The contact zone of the ER and mitochondria was recently identified as a hotspot for several cellular quality control processes, such as the degradation of membrane-bound proteins by Ubx2-dependent ER- and mitochondria-associated degradation (Mårtensson et al, 2019; Metzger et al, 2020; Schulte et al, 2023), the formation of autophagosome membranes (Böckler and Westermann, 2014) or the formation of membrane-bound protein aggregates (Grassi et al, 2018; Volgyi et al, 2015; Zhou et al, 2014). It will be exciting to dissect the molecular steps in more detail by which the ER surface promotes the biogenesis of mitochondrial precursor proteins in the future.

Methods

Strains and growth conditions

The yeast strains and plasmids used in this study are described in detail in Tables EV1, EV2, respectively. Unless specified, all strains were derived from YPH499 (MATa ura3 lys2 ade2 trp1 his3 leu2).
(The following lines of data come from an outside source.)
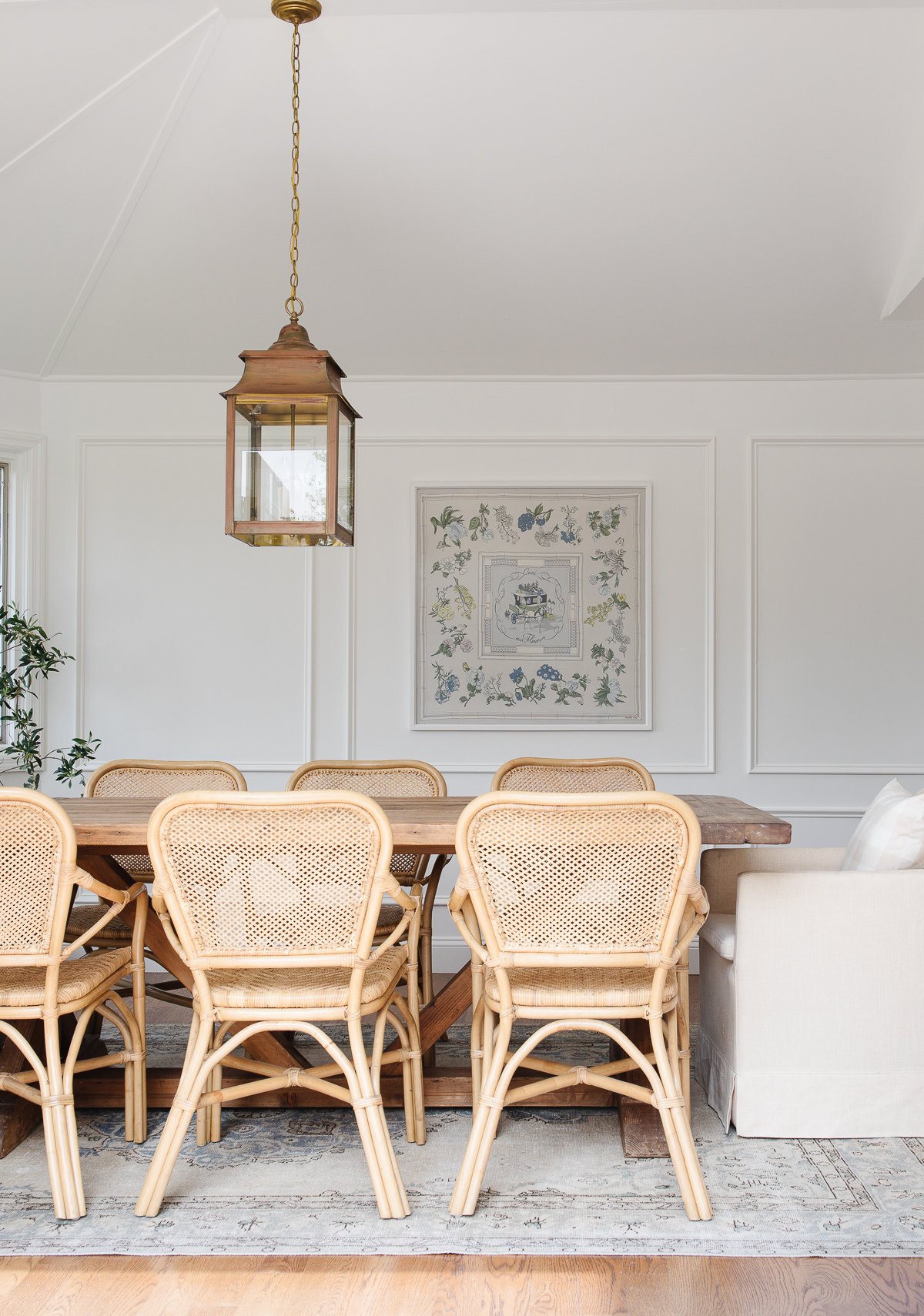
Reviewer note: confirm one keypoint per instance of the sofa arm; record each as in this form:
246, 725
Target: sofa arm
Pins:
721, 869
829, 971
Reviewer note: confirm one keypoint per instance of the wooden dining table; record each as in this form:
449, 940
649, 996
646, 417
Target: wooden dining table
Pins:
107, 828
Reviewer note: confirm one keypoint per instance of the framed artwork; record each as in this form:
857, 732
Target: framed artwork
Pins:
534, 607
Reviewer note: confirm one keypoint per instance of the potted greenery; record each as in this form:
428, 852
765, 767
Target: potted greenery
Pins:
27, 657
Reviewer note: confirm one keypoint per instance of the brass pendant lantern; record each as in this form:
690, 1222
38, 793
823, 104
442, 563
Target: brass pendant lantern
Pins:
291, 433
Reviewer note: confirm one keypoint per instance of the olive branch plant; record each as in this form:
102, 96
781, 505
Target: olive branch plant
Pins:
28, 657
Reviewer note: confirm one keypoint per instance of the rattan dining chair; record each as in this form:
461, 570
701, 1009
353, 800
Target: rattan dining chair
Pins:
406, 778
41, 984
574, 908
273, 902
573, 774
139, 778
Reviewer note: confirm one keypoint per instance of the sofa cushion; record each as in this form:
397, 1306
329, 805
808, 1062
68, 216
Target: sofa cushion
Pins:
890, 834
719, 930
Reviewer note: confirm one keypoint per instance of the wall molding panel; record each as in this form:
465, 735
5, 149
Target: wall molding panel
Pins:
757, 765
87, 445
705, 765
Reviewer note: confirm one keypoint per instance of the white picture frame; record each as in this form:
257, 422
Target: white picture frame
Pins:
532, 607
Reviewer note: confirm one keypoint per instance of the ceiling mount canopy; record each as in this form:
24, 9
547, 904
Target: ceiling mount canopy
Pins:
291, 433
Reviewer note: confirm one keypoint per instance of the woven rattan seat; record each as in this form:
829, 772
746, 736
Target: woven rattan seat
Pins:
85, 914
578, 910
274, 902
78, 978
117, 934
390, 778
303, 989
42, 980
579, 989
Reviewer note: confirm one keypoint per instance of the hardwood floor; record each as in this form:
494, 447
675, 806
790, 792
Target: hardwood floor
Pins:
458, 1286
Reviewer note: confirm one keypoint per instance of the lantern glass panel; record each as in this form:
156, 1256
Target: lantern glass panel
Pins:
345, 454
280, 461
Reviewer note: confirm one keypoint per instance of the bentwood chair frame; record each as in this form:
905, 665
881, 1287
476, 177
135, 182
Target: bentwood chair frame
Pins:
573, 774
534, 862
385, 778
40, 980
595, 774
146, 778
250, 980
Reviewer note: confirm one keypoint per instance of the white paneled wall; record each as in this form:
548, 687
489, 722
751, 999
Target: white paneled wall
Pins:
788, 565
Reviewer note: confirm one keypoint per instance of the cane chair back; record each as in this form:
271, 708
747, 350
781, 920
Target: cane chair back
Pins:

The strains were grown at 30 °C either in yeast complete medium (YP) containing 1% (w/v) yeast extract, 2% (w/v) peptone, and 2% (w/v) of the respective carbon source or in minimal synthetic medium containing 0.67% (w/v) yeast nitrogen base and 2% (w/v) of the respective carbon source. To induce expression of the gRNA for CRISPRi 960 ng/ml or 240 ng/ml (for microscopic experiments), ATc was added unless indicated otherwise. For induction of GAL1, 0.5% galactose was added to the medium, or cells were pelleted and resuspended in a galactose-containing medium.

Growth assays and viability tests

For spot analysis, the respective yeast strains were grown in liquid media. Yeast cells equivalent to 0.5 OD₆₀₀ were harvested at the exponential phase. The cells were washed in sterile water and 3 µl of tenfold serial dilutions were spotted on the respective media, followed by incubation at 30 °C. Pictures were taken after different days of the incubation.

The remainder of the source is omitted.